Einen "dritten Weg" schlug jüngst CDU-Generalsekretär Volker Kauder vor, wurde aber von allen Seiten zurückgepfiffen. Er hatte von einem durch Arbeitnehmer- und Arbeitgeberbeiträge gespeisten Gesundheitsfonds sowie die Einführung eines "Gesundheitssoli" (=Solidaritätsbeitrag) gesprochen. So unvereinbar die Modelle von SPD und CDU erscheinen, so gibt es doch Vorschläge, das Beste aus beiden zu kombinieren. Sie stammen von niemand Geringerem als dem Rat der fünf Wirtschaftsweisen. Dafür müssten Union und SPD über ihren Schatten springen, meint der Wissenschaftler Wolfgang Wiegard. "Die Gesundheitskosten würden von den Arbeitskosten abgekoppelt. Das ist wichtig angesichts der demographischen Entwicklung und des medizinisch-technischen Fortschritts." Kleiner, aber fataler Haken: Um die von den Weisen vorgeschlagene Bürgerpauschale zu finanzieren, müssten Steuern erhöht werden.
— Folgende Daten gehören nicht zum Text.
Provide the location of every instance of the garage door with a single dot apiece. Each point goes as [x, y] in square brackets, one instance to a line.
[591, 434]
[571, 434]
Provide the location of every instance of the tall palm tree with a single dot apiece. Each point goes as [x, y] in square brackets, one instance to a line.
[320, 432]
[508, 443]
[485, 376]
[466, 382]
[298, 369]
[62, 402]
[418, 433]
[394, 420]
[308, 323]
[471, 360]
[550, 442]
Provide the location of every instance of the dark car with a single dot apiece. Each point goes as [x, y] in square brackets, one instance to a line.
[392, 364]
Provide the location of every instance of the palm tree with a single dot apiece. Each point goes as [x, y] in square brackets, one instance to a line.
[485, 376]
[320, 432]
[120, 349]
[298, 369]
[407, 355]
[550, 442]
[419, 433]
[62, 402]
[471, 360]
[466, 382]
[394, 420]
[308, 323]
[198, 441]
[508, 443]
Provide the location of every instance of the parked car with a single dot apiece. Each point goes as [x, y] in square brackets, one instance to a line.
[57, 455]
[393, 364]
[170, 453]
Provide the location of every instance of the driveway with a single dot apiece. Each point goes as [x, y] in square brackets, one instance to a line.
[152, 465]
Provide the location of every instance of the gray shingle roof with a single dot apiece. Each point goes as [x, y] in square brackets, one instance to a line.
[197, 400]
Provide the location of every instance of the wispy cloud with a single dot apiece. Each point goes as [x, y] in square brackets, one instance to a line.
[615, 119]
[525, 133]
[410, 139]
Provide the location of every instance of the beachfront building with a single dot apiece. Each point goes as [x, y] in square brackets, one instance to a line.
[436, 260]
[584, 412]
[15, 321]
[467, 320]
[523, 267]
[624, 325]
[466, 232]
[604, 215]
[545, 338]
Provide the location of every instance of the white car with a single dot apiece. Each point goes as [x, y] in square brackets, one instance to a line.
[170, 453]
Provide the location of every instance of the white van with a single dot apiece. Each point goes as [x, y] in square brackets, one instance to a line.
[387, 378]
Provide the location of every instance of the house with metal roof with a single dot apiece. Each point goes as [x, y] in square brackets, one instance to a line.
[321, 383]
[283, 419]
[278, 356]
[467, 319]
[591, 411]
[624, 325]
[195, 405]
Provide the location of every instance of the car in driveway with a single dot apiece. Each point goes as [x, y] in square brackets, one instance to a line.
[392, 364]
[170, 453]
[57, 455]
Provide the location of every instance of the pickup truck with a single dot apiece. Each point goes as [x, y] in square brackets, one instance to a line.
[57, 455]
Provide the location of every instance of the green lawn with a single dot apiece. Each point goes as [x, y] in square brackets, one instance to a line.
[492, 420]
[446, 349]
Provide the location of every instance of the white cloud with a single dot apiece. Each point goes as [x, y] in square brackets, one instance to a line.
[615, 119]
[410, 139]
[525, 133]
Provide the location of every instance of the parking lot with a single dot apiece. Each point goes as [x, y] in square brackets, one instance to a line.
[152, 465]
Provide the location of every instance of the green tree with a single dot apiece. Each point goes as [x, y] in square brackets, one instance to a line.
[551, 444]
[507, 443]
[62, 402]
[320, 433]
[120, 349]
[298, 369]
Eckpfeiler sollen bis zum Sommer stehen

Unbeschadet der Meinungsdifferenzen hat sich die große Koalition auf einen Zeitplan für die Gesundheitsreform verständigt: Eine Koalitionsrunde soll am 1. Mai Grundsätze erstellen, die bis zur Sommerpause zu einem Eckpunktepapier erweitert werden könnten. Das Gesundheitsministerium bekommt danach den Auftrag, über die Sommerpause das Gesetz auszuarbeiten, damit es rechtzeitig im September in den Bundestag zur Beratung eingebracht wird. Danach soll der Bundestag das Projekt im Oktober verabschieden. Dann könnte der Bundesrat sein Votum im November abgeben und das Gesetz im selben Monat veröffentlicht werden. Es bliebe den Betroffenen gerade genug Zeit, sich auf das Inkrafttreten am 1. Jänner 2007 vorzubereiten.